RE: Macro and Micro evolution for dummies.
December 7, 2012 at 10:59 am
(This post was last modified: December 7, 2012 at 11:01 am by Kirbmarc.)
Quote:Bacteria don't have the genetic information to produce a backbone, arms and legs.
Correction. Bacteria don't have genes that produce proteines that create a backbone, arms or legs. You can call that " genetic information" if you want (many do.
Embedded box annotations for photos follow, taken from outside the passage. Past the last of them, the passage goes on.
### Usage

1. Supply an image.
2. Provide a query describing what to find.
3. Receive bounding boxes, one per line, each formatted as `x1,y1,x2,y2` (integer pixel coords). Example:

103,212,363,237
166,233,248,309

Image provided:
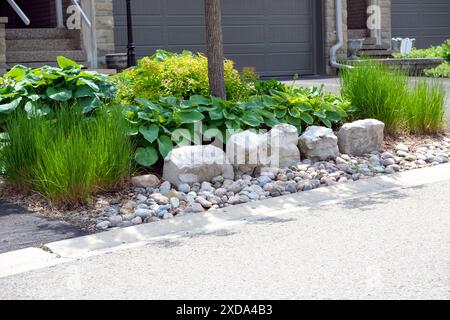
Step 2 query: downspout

I think that the term is misleading), but those genes were acquired merely by a (long) process of mutations and selections. Not by artificial additions of "information".
Quote:Evolution assumes that mutations can indeed create such new information. Information can be lost by damaging mutations, or by selection, whether natural or artificial.
Evolution assumes that mutations and selection create and trasmit new genes. Whther mutations are damaging or not depends on the environment, not on the mutations themselves. For example, alpha-thalassemia may be considered a damage or an adantage according to the environment: http://www.ncbi.nlm.nih.gov/pmc/articles/PMC1435778/
Mutations can be either "loss" or "gain" of "information" according to the environment. Trying to argue that there is qualitative difference between macro and micro evolutionin terms of "gain" or "loss" is misleasding.
The terms "macro" and "micro" evolution are misleading, too. "macro" changes are simply the result of series of "micro" changes. There is plenty of foossil evidence for this claim, see for example here:http://www.talkorigins.org/indexcc/CC/CC200.html.
Quote:Rigorous phenotypic selection likely resulted in a loss of genetic information
Again, you presented me with another example of the analogical use of the terms information. What the paper argues is the loss of genetic variety within the species because dogs were selected according to specific traits, while wolves communities maintained a higher variety of phenoypes.